Tout d’abord, la nécessité d’élever les exigences de notre système de REP. Les éco-organismes, en tant que mandataires des metteurs sur le marché, doivent être soumis à des objectifs territoriaux. Pourquoi feraient-ils des efforts en Guadeloupe ou en Guyane, si cela leur coûte plus cher qu’en métropole et s’ils ne risquent aucune sanction en cas de résultats insatisfaisants dans ces territoires, où la collecte et le recyclage sont bien plus coûteux qu’à Strasbourg ou à Lyon ?

Il est donc nécessaire d’autoriser les outre-mer à intervenir dans les cahiers des charges et à adopter leurs propres normes pour la mise sur le marché, la consigne et le réemploi. Afin de leur donner un levier d’action déterminant, il sera nécessaire de réduire de 100 tonnes à 1 tonne le seuil à partir duquel le coût de nettoyage d’un dépôt sauvage est pris en charge par les éco-organismes.

La seconde idée-force de cette série de recommandations consiste à fournir aux outre-mer les moyens de faire face aux coûts nettement plus élevés liés à leurs déchets.

Il est important de préciser qu’il ne s’agit pas de mauvaise gestion publique, mais de spécificités qui font que, dans les outre-mer, ce sont largement les contribuables et l’ensemble de la population qui supportent le coût du traitement des déchets provenant des activités économiques. Comme le souligne l’association Amorce, il n’est pas aussi facile de mettre en place un centre de tri outre-mer qu’en région parisienne.

Il est évident que des plans de rattrapage exceptionnels sont nécessaires. L’État doit mettre sur la table des moyens financiers, en particulier en faveur des territoires de Mayotte et de la Guyane. Il faudrait au minimum 250 millions d’euros sur cinq ans, qui permettraient aux collectivités de mettre en place les infrastructures prioritaires et les équipements structurants.

Donner les moyens, c’est aussi remédier aux effets négatifs de la TGAP, dont les paramètres, fixés pour la métropole, visent notamment à éviter qu’il soit moins coûteux d’enfouir les déchets plutôt que de les recycler. Ce bon principe devient contre-productif outre-mer, où l’enfouissement prédomine à tel point que la TGAP agit comme un frein plutôt que comme une incitation à agir, asséchant ainsi les ressources nécessaires au financement du rattrapage indispensable. La recommandation n° 12, qui prévoit d’instaurer une exonération adaptée de la TGAP pour les différents territoires d’outre-mer, est donc primordiale.

De même, il est essentiel d’accorder une aide au fret pour lever les obstacles à la mutualisation et à la massification des flux de déchets à traiter entre territoires voisins.

Enfin, la recommandation n° 23, largement développée dans le projet de résolution européenne de nos collègues, vise opportunément à rendre les dispositifs et les aides européennes plus adaptés aux outre-mer.

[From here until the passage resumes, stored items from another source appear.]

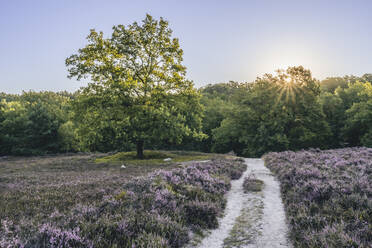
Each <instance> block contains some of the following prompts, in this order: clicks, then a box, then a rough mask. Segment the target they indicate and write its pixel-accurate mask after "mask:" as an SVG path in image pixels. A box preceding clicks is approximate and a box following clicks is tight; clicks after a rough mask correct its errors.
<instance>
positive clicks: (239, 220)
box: [198, 159, 291, 248]
mask: <svg viewBox="0 0 372 248" xmlns="http://www.w3.org/2000/svg"><path fill="white" fill-rule="evenodd" d="M245 162H246V163H247V166H248V169H247V170H246V171H245V172H244V174H243V176H242V177H241V178H240V179H239V180H236V181H232V187H231V190H230V191H229V192H228V193H227V195H226V197H227V206H226V209H225V215H224V217H223V218H221V219H220V220H219V224H220V225H219V228H217V229H215V230H212V232H211V233H210V235H208V236H207V237H206V238H204V239H203V240H202V242H201V243H200V245H198V247H199V248H212V247H213V248H234V247H236V248H244V247H269V248H281V247H291V245H290V244H289V242H288V240H287V232H288V229H287V225H286V222H285V212H284V207H283V203H282V200H281V198H280V186H279V183H278V181H276V179H275V178H274V176H273V175H272V174H271V173H270V171H269V170H268V169H267V168H266V167H265V166H264V162H263V160H262V159H245ZM250 174H254V175H255V177H256V178H257V179H260V180H262V181H263V182H264V188H263V190H262V192H257V193H248V194H245V193H244V192H243V187H242V186H243V181H244V178H245V177H246V176H248V175H250Z"/></svg>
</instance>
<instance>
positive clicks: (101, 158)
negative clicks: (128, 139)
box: [95, 150, 215, 165]
mask: <svg viewBox="0 0 372 248" xmlns="http://www.w3.org/2000/svg"><path fill="white" fill-rule="evenodd" d="M214 156H215V155H212V154H211V155H206V154H204V153H199V152H177V151H150V150H144V153H143V159H140V160H139V159H138V158H137V154H136V152H118V153H115V154H113V155H109V156H105V157H102V158H97V159H96V160H95V161H96V163H112V164H117V163H124V164H126V165H128V164H129V165H158V164H172V163H179V162H186V161H191V160H206V159H211V158H212V157H214ZM165 158H171V159H172V160H170V161H164V159H165Z"/></svg>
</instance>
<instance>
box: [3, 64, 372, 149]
mask: <svg viewBox="0 0 372 248" xmlns="http://www.w3.org/2000/svg"><path fill="white" fill-rule="evenodd" d="M370 82H372V75H371V74H364V75H363V76H361V77H357V76H344V77H330V78H326V79H324V80H322V81H318V80H316V79H314V78H313V77H312V76H311V72H310V71H309V70H306V69H304V68H303V67H301V66H299V67H292V68H288V69H287V70H286V71H279V72H278V74H277V75H270V74H266V75H264V76H263V77H260V78H257V79H256V80H255V81H254V82H250V83H239V82H232V81H231V82H227V83H218V84H210V85H207V86H205V87H202V88H200V89H198V90H197V96H196V104H197V105H198V108H199V109H196V108H194V111H195V110H197V111H198V115H199V116H198V118H197V119H198V121H199V123H198V125H196V128H197V129H196V130H197V131H198V132H199V133H202V134H203V135H197V136H195V135H194V136H193V135H192V134H184V135H183V136H182V140H183V142H182V143H180V142H177V140H175V139H174V138H173V137H171V134H170V133H168V131H169V129H162V130H160V131H161V132H162V134H161V136H160V134H156V135H154V136H153V137H151V135H150V136H149V137H148V138H147V139H146V140H145V141H144V148H145V149H178V150H198V151H203V152H217V153H227V152H230V151H231V150H233V151H234V152H235V153H237V154H239V155H243V156H261V155H262V154H264V153H266V152H269V151H276V152H279V151H285V150H301V149H306V148H311V147H312V148H322V149H326V148H341V147H348V146H366V147H372V85H371V83H370ZM84 96H85V95H84V92H82V91H77V92H74V93H69V92H56V93H55V92H47V91H44V92H33V91H30V92H23V93H22V94H19V95H16V94H6V93H1V94H0V99H1V105H0V106H1V111H0V154H1V155H2V156H5V155H40V154H55V153H66V152H79V151H92V152H94V151H101V152H107V151H129V150H134V149H135V148H136V144H135V142H134V141H133V140H131V139H130V138H129V137H128V136H127V135H125V130H123V129H120V128H118V123H117V121H116V120H113V119H103V118H101V117H102V116H99V115H94V114H93V113H90V114H89V118H88V116H86V115H87V113H85V114H83V113H81V111H82V110H83V107H82V106H83V105H84V104H83V102H84ZM86 106H87V105H86ZM87 108H88V106H87ZM189 113H190V112H187V113H186V114H189ZM98 117H100V118H99V119H98ZM107 118H110V117H109V116H107ZM145 120H146V119H145ZM151 121H153V120H151V118H150V117H149V119H148V120H146V122H147V123H148V124H149V125H153V123H151ZM188 121H190V124H191V122H193V121H194V122H195V119H194V120H193V119H191V118H190V119H189V120H188ZM159 137H163V138H162V139H158V138H159Z"/></svg>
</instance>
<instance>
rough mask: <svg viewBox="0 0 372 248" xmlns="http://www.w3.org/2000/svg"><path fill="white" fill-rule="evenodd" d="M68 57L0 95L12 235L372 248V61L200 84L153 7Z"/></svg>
mask: <svg viewBox="0 0 372 248" xmlns="http://www.w3.org/2000/svg"><path fill="white" fill-rule="evenodd" d="M65 65H66V67H67V72H68V75H67V76H68V78H70V79H74V80H77V81H80V80H83V81H84V80H85V81H84V82H89V83H87V84H86V86H85V87H81V88H80V89H79V90H77V91H75V92H68V91H62V92H52V91H40V92H36V91H23V92H22V93H21V94H9V93H6V92H3V93H0V247H1V248H2V247H4V248H13V247H17V248H18V247H19V248H34V247H40V248H50V247H52V248H57V247H58V248H61V247H64V248H70V247H71V248H92V247H97V248H106V247H112V248H118V247H132V248H136V247H137V248H142V247H152V248H165V247H172V248H178V247H198V248H205V247H207V248H210V247H221V248H242V247H298V248H302V247H304V248H305V247H306V248H308V247H311V248H318V247H349V248H356V247H361V248H362V247H363V248H364V247H371V244H372V229H371V223H372V222H371V220H372V219H371V217H372V212H371V209H372V187H371V183H370V182H371V180H372V169H371V168H372V149H371V148H372V74H368V73H366V74H364V75H362V76H353V75H346V76H343V77H327V78H326V79H322V80H321V79H317V78H315V77H314V76H313V74H312V72H311V70H310V69H308V68H305V67H304V66H302V65H299V66H290V67H287V68H283V69H280V68H279V69H278V70H277V71H276V72H275V73H267V74H264V75H258V77H257V78H256V79H255V80H254V81H253V82H248V81H247V82H236V81H229V82H222V83H216V84H208V85H205V84H204V85H205V86H203V87H200V88H196V87H195V85H194V82H193V81H191V80H189V79H188V77H187V73H186V72H187V68H186V66H185V65H184V64H183V50H182V49H181V48H180V42H179V40H178V39H177V38H174V37H173V36H172V30H171V29H170V28H169V25H168V21H166V20H164V19H163V18H160V19H154V18H153V17H152V16H150V15H148V14H147V15H146V17H145V19H144V20H143V21H142V22H141V23H137V22H133V23H132V24H130V25H126V26H124V25H117V26H114V27H113V28H112V34H111V36H108V37H105V36H104V34H103V32H98V31H96V30H94V29H91V30H90V33H89V35H88V36H87V44H86V45H85V46H84V47H82V48H80V49H78V50H77V52H75V53H73V54H72V55H70V56H69V57H67V58H66V59H65ZM51 83H53V82H51Z"/></svg>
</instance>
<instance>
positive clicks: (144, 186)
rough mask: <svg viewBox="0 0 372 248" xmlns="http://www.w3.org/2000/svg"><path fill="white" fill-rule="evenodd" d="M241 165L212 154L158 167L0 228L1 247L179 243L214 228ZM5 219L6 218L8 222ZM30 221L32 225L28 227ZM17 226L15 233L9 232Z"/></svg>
mask: <svg viewBox="0 0 372 248" xmlns="http://www.w3.org/2000/svg"><path fill="white" fill-rule="evenodd" d="M245 169H246V166H245V164H243V163H242V162H241V161H233V160H213V161H211V162H208V163H194V164H192V165H190V166H188V167H186V168H178V169H173V170H170V171H157V172H155V173H152V174H150V175H148V176H145V177H138V178H134V179H132V180H129V181H127V182H125V183H124V184H122V185H120V186H119V185H118V187H117V189H110V190H109V191H108V192H109V194H105V193H104V192H105V189H101V190H100V192H97V194H103V195H102V196H100V197H98V198H97V201H93V202H90V204H89V205H83V204H81V203H80V204H77V205H75V206H73V207H71V208H70V210H69V211H67V212H64V213H60V212H58V211H55V212H53V213H52V214H50V215H49V216H48V217H47V218H41V219H37V220H35V219H32V222H28V223H32V224H28V225H18V226H15V225H13V224H11V223H10V222H6V223H7V225H8V226H10V227H8V226H6V228H4V227H3V228H1V229H0V234H6V238H0V242H1V243H0V244H1V247H64V248H68V247H84V248H86V247H97V248H104V247H133V248H134V247H153V248H158V247H182V246H184V245H185V244H187V243H188V241H189V234H190V232H192V231H198V230H200V229H205V228H216V227H217V226H218V222H217V217H218V216H220V215H221V214H222V211H223V209H224V207H225V205H226V200H225V198H224V194H225V193H226V192H227V191H228V190H229V189H230V186H231V185H230V180H231V179H237V178H239V177H240V176H241V175H242V173H243V171H244V170H245ZM9 223H10V224H9ZM30 225H31V227H32V228H29V227H30ZM12 228H13V229H14V228H17V230H18V231H17V232H16V233H17V234H16V233H15V232H12V231H11V230H12Z"/></svg>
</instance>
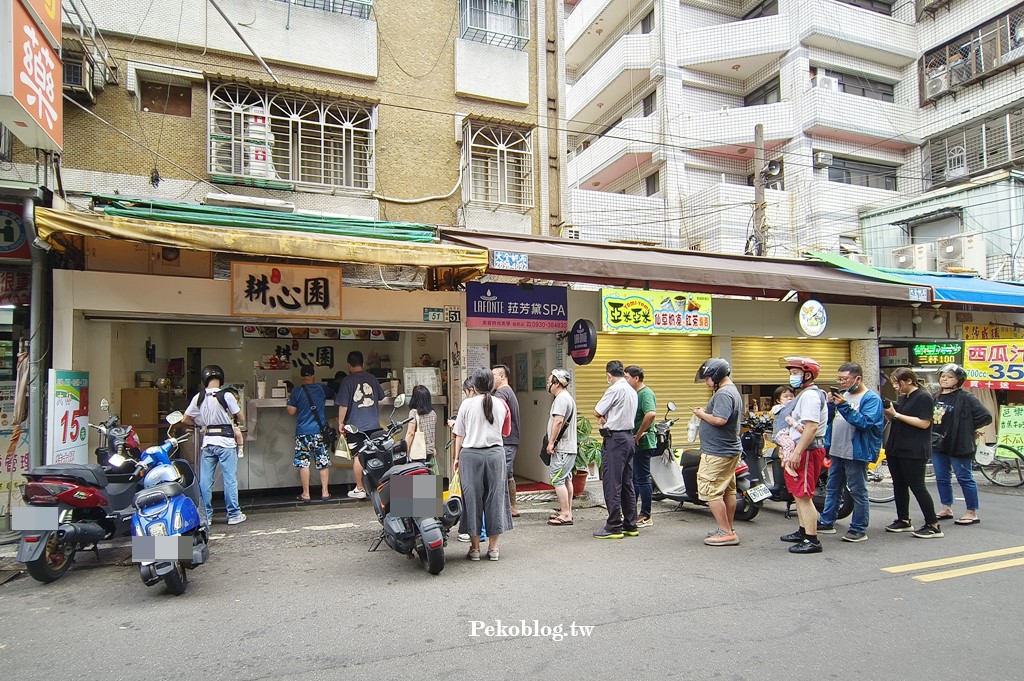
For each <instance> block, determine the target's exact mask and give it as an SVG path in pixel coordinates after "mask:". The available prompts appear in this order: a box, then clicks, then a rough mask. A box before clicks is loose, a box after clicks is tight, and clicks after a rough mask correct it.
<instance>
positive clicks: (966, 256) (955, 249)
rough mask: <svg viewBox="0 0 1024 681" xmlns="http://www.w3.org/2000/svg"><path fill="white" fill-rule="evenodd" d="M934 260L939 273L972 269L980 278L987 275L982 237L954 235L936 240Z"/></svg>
mask: <svg viewBox="0 0 1024 681" xmlns="http://www.w3.org/2000/svg"><path fill="white" fill-rule="evenodd" d="M935 258H936V264H937V265H938V268H939V270H940V271H946V270H947V269H949V268H950V267H952V268H957V269H973V270H974V271H976V272H978V273H979V274H981V275H982V276H985V275H987V273H988V258H987V253H986V252H985V239H984V237H983V236H982V235H954V236H952V237H943V238H942V239H939V240H936V242H935Z"/></svg>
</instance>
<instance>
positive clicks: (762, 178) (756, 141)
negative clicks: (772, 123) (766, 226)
mask: <svg viewBox="0 0 1024 681" xmlns="http://www.w3.org/2000/svg"><path fill="white" fill-rule="evenodd" d="M754 233H755V235H757V237H758V241H759V242H760V244H761V247H760V251H761V252H760V253H758V255H765V253H766V250H767V237H768V235H766V233H765V127H764V125H762V124H761V123H758V124H757V125H756V126H754Z"/></svg>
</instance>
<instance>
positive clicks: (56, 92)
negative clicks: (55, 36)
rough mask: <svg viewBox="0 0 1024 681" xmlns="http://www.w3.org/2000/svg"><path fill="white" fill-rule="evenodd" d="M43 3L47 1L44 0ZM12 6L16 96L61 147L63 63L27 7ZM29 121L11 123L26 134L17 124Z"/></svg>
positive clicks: (38, 124)
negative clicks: (57, 55) (36, 23)
mask: <svg viewBox="0 0 1024 681" xmlns="http://www.w3.org/2000/svg"><path fill="white" fill-rule="evenodd" d="M41 4H46V2H45V1H43V0H41ZM12 10H13V11H12V13H13V22H12V26H11V32H12V36H11V37H12V39H13V41H12V42H13V48H14V50H13V51H14V53H13V55H12V57H13V58H12V60H11V61H12V63H11V66H12V68H13V74H12V76H13V78H12V81H13V83H12V85H13V96H14V99H15V100H16V101H17V102H18V103H19V104H20V105H22V108H23V109H24V110H25V112H26V114H28V117H29V118H31V119H32V122H33V123H34V124H35V125H37V126H38V127H39V129H40V131H41V132H42V133H43V134H45V135H46V136H47V137H49V139H50V140H51V141H52V143H53V145H54V147H55V148H57V150H59V148H60V147H61V146H62V145H63V99H62V94H63V65H61V63H60V57H59V56H57V53H56V52H55V51H53V48H52V47H50V45H49V43H48V42H47V40H46V38H45V37H44V36H43V32H42V31H41V30H40V29H39V27H37V26H36V23H35V20H34V19H33V18H32V16H31V15H30V14H29V12H28V11H26V9H25V7H23V6H22V5H20V3H18V2H17V1H16V0H15V1H14V2H13V7H12ZM27 125H30V123H29V122H28V121H17V120H15V121H13V126H10V125H8V127H9V128H11V131H12V132H13V133H14V134H15V135H17V136H18V137H19V138H22V135H20V134H18V132H19V131H18V129H17V128H18V127H19V126H20V127H25V126H27Z"/></svg>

En conclusion, si tout ce débat, toutes ces attentes, ce rapport de la délégation, cette résolution européenne à venir ne servaient à rien, ne se traduisaient pas dans les faits, ce serait une immense déception. Je parlais à l’instant de responsabilité des acteurs publics. Madame la ministre, celle de votre gouvernement est particulièrement attendue ! (Applaudissements sur les travées du groupe SER.)